WEDNESDAY, MAY 7, 2014

First thing this morning I was in the elevator with a man who seemed to be staring at me and I realized it was probably the airplane guy. “Are you the guy from the plane to LA?” I stammered, in front of a stranger looking on. “No, I am from Italy!” he chirped. Then I was stuck in front of the elevator explaining myself, the plane, the handsome stranger, and Madonna to both the Italian and the stranger, who were acting like they deserved an explanation.

On my cell at the dog run, I had the most unbelievable conversation I've had with a Housewife's husband in my seven years as an EP on the show. For twenty-five minutes he made insane, unrealistic demands and I said no. As I threw a ball to Wacha, I said no to renegotiating his wife's deal while the series was airing and no to giving his wife a bonus for her (very low) Q score and finally no to calling him in a week and letting him know what I'm going to do to make his wife feel more loved. Went to the gym; I am 165.
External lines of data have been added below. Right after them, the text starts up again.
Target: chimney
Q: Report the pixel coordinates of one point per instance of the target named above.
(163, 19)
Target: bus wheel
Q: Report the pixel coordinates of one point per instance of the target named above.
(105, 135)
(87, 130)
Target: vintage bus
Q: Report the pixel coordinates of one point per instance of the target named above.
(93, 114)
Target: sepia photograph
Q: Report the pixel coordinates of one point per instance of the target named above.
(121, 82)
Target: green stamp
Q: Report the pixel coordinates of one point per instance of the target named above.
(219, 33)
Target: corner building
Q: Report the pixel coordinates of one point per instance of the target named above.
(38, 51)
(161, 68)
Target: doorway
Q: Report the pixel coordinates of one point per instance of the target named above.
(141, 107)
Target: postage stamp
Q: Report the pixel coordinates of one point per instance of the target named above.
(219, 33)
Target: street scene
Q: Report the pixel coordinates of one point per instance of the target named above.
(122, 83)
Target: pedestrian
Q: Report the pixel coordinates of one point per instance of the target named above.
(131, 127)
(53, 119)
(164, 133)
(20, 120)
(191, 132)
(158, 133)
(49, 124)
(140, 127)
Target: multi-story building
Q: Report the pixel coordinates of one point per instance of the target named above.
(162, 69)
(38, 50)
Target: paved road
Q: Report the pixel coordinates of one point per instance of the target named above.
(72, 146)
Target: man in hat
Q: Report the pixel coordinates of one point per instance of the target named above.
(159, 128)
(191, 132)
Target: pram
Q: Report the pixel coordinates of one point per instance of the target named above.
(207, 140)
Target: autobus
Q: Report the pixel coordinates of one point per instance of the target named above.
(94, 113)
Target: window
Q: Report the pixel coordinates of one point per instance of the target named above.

I shot an episode of Larry King's web show, because I figured it would be fun to be interviewed by a legend. We shot it at the Paramount Hotel and it was hot as Hades in there, which meant I was sweating on his show. Lovely. I showed him how to use Tinder and swiped on some Italian guy just to show Larry how it worked.

From Larry I went to host the Clio Awards for fashion and retail advertising at the Pierre, where SJP was being honored. I was tired but pleased to spend the evening across a table from her. I realized when I was onstage that I had only really read half the script in advance of the awards, so I saw an hour's worth as it was coming up on the teleprompter, and the second part was totally new as the words were appearing in front of me. I'm pretty proficient at prompter-reading, and so with the exception of an ad-libbed JonBenét joke, I think I did OK.

Raced from there to the show where we had Connie Chung and Maury Povich as guests. I'd been excited for them to be there but my expectations were low, which typically means the show winds up being excellent, and this one was. They were on fire and our elements were hilarious. Wacha came on at the end and snatched what I thought were Connie's reading glasses. I was furiously chasing him around as we were wrapping it up, when I discovered they were Maury's glasses and for some reason it seemed like less of a crime, so I gave up. He wound up pretty much destroying them. I gotta remember to tell the kids we need to buy Maury a new pair. I think Connie was pretty lit up by the end of the night. She looked vintage Connie Chung, by the way.

Eli came to the show tonight. He's now at Lifetime, but to celebrate old times at Bravo we did our classic post-show Cubbyhole/Corner Bistro late-night twofer, culminating in a juicy cheeseburger and fries at 2 a.m. Goodbye 165.

THURSDAY, MAY 8, 2014

I saw a man on Gansevoort Street walking—actually propping up—his seventeen-year-old (I asked) skin-and-bones dog. I got teary at the sight, and was so obsessed with the dog that I was kind of dragging Wacha, until a woman said, “Excuse me, your dog is trying to go to the bathroom.” I looked up and it was Brooke Shields, on poop patrol for Wacha. Thanks, Brooke!